Signature Verification

Every webhook includes an X-Webhook-Signature header containing an HMAC-SHA256 signature. This allows you to cryptographically verify that:

1. Authenticity: The webhook originated from cmfy.cloud
2. Integrity: The payload wasn't tampered with in transit
3. Replay protection: The webhook isn't a replay of an old message (via timestamp validation)
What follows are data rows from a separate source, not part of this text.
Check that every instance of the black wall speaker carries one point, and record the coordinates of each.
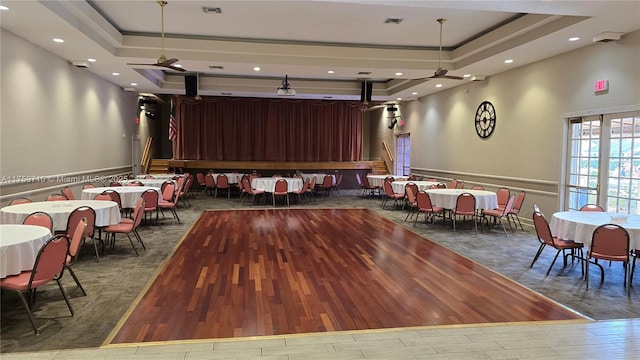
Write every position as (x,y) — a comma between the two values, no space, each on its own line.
(365,92)
(191,85)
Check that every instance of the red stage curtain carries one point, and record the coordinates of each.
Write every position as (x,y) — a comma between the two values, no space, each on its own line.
(251,129)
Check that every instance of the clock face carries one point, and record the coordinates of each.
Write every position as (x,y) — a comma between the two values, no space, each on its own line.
(485,119)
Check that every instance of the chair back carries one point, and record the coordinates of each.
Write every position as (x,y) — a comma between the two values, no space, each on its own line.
(281,188)
(76,239)
(77,215)
(50,261)
(465,204)
(542,229)
(151,199)
(610,242)
(56,197)
(222,181)
(68,193)
(39,218)
(20,201)
(503,196)
(592,207)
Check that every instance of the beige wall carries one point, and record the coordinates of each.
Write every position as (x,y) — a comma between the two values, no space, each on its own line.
(525,150)
(47,104)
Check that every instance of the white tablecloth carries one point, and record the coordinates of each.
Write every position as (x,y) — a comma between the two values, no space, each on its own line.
(19,246)
(376,180)
(319,178)
(107,212)
(579,225)
(269,184)
(446,198)
(129,195)
(159,176)
(399,186)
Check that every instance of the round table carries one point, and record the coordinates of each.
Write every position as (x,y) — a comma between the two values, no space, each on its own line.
(269,184)
(376,180)
(579,225)
(107,212)
(399,186)
(129,195)
(447,198)
(19,246)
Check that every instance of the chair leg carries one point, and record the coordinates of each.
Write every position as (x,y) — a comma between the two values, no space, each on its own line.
(75,278)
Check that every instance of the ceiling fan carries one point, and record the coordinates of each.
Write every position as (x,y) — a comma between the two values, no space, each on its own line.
(162,60)
(440,72)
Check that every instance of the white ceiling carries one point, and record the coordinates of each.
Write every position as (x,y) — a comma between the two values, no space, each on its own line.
(306,39)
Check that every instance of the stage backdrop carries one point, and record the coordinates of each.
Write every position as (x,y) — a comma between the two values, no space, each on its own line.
(251,129)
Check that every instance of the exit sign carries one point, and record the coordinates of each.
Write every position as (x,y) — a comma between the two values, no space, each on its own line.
(601,85)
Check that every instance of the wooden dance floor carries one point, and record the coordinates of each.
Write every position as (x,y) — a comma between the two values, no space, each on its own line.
(241,273)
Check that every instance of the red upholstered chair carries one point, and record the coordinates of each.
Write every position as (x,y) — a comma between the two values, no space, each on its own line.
(547,239)
(49,265)
(39,218)
(388,191)
(281,189)
(56,197)
(592,207)
(609,242)
(20,201)
(128,228)
(426,207)
(500,214)
(222,183)
(465,206)
(169,193)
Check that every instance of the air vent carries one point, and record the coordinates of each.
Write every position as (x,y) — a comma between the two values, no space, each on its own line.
(395,21)
(209,10)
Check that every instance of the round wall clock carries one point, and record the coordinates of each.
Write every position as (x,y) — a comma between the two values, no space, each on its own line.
(485,119)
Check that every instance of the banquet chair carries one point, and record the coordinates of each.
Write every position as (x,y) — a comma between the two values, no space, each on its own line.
(129,228)
(388,190)
(87,214)
(210,184)
(609,242)
(281,189)
(545,238)
(76,237)
(500,214)
(222,182)
(592,207)
(151,201)
(17,201)
(503,197)
(425,206)
(410,190)
(515,210)
(56,197)
(251,191)
(49,266)
(68,193)
(465,206)
(169,201)
(39,218)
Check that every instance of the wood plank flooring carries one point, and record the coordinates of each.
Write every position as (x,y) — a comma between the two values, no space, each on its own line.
(265,272)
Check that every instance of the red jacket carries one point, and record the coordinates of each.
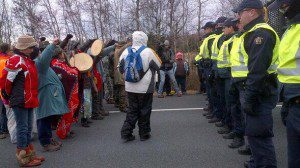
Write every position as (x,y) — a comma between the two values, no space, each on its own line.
(21,64)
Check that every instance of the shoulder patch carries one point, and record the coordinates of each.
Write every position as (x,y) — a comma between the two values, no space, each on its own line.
(258,40)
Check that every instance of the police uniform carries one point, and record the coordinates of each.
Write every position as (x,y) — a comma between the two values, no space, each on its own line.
(203,59)
(255,61)
(224,77)
(289,75)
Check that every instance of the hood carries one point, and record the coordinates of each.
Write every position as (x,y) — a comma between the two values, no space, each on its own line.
(179,55)
(139,38)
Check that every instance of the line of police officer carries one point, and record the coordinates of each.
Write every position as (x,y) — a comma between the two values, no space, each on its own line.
(242,69)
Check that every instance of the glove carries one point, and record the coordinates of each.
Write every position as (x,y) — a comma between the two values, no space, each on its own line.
(69,36)
(248,109)
(284,113)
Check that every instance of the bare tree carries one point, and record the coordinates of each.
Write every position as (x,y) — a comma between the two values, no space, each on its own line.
(5,23)
(26,15)
(51,19)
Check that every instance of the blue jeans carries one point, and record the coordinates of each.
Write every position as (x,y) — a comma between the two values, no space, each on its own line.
(181,81)
(44,130)
(163,74)
(223,87)
(293,135)
(24,118)
(3,119)
(237,99)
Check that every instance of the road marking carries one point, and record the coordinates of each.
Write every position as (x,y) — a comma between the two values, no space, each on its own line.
(178,109)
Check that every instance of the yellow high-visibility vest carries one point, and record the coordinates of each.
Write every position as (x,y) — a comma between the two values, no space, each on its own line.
(239,56)
(224,54)
(289,56)
(214,49)
(204,52)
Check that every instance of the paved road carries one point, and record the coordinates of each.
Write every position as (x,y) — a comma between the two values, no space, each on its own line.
(180,138)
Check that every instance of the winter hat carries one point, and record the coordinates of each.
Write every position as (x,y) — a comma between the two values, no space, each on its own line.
(179,55)
(25,42)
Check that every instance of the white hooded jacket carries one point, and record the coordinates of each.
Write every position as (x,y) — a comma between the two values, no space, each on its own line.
(150,61)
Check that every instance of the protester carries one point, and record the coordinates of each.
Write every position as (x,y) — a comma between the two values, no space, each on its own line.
(4,56)
(168,58)
(181,71)
(139,88)
(22,102)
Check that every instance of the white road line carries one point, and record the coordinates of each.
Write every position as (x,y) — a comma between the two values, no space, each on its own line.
(178,109)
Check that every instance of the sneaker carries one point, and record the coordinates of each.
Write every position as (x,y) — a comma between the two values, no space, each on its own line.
(97,117)
(161,96)
(213,120)
(230,135)
(51,148)
(245,151)
(224,130)
(3,136)
(219,124)
(128,138)
(145,137)
(237,142)
(55,142)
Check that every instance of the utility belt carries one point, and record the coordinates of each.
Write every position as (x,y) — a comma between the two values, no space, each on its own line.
(207,63)
(295,100)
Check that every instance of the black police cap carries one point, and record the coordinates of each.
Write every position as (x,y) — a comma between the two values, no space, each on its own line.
(221,19)
(230,22)
(278,3)
(251,4)
(209,25)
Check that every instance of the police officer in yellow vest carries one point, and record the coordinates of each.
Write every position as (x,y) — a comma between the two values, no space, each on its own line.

Getting Your Webhook Secret

Your webhook secret is available in the Portal Dashboard under Settings → Webhooks. The secret is a 64-character hexadecimal string.

Keep Your Secret Secure

Never commit your webhook secret to source control. Use environment variables or a secrets manager.

Signature Format

The signature header format is:

X-Webhook-Signature: sha256={hex_digest}

The signature is computed over: {timestamp}.{payload}

Where:

• timestamp is the X-Webhook-Timestamp header value (ISO 8601 format)
• payload is the raw JSON body (not parsed)

Verification Examples

Python

import hmac
import hashlib
from datetime import datetime, timezone
from flask import Flask, request, jsonify

app = Flask(__name__)

# Load from environment variable
WEBHOOK_SECRET = os.environ['CMFY_WEBHOOK_SECRET']
TIMESTAMP_TOLERANCE_SECONDS = 300  # 5 minutes

def verify_webhook_signature(payload: bytes, signature: str, timestamp: str) -> bool:
    """Verify the webhook signature using HMAC-SHA256."""
    # Validate signature format
    if not signature or not signature.startswith('sha256='):
        return False

    # Check timestamp is within tolerance (prevents replay attacks)
    try:
        webhook_time = datetime.fromisoformat(timestamp.replace('Z', '+00:00'))
        age_seconds = abs((datetime.now(timezone.utc) - webhook_time).total_seconds())
        if age_seconds > TIMESTAMP_TOLERANCE_SECONDS:
            return False
    except ValueError:
        return False

    # Compute expected signature
    signed_payload = f"{timestamp}.{payload.decode('utf-8')}"
    expected_signature = 'sha256=' + hmac.new(
        WEBHOOK_SECRET.encode('utf-8'),
        signed_payload.encode('utf-8'),
        hashlib.sha256
    ).hexdigest()

    # Constant-time comparison to prevent timing attacks
    return hmac.compare_digest(signature, expected_signature)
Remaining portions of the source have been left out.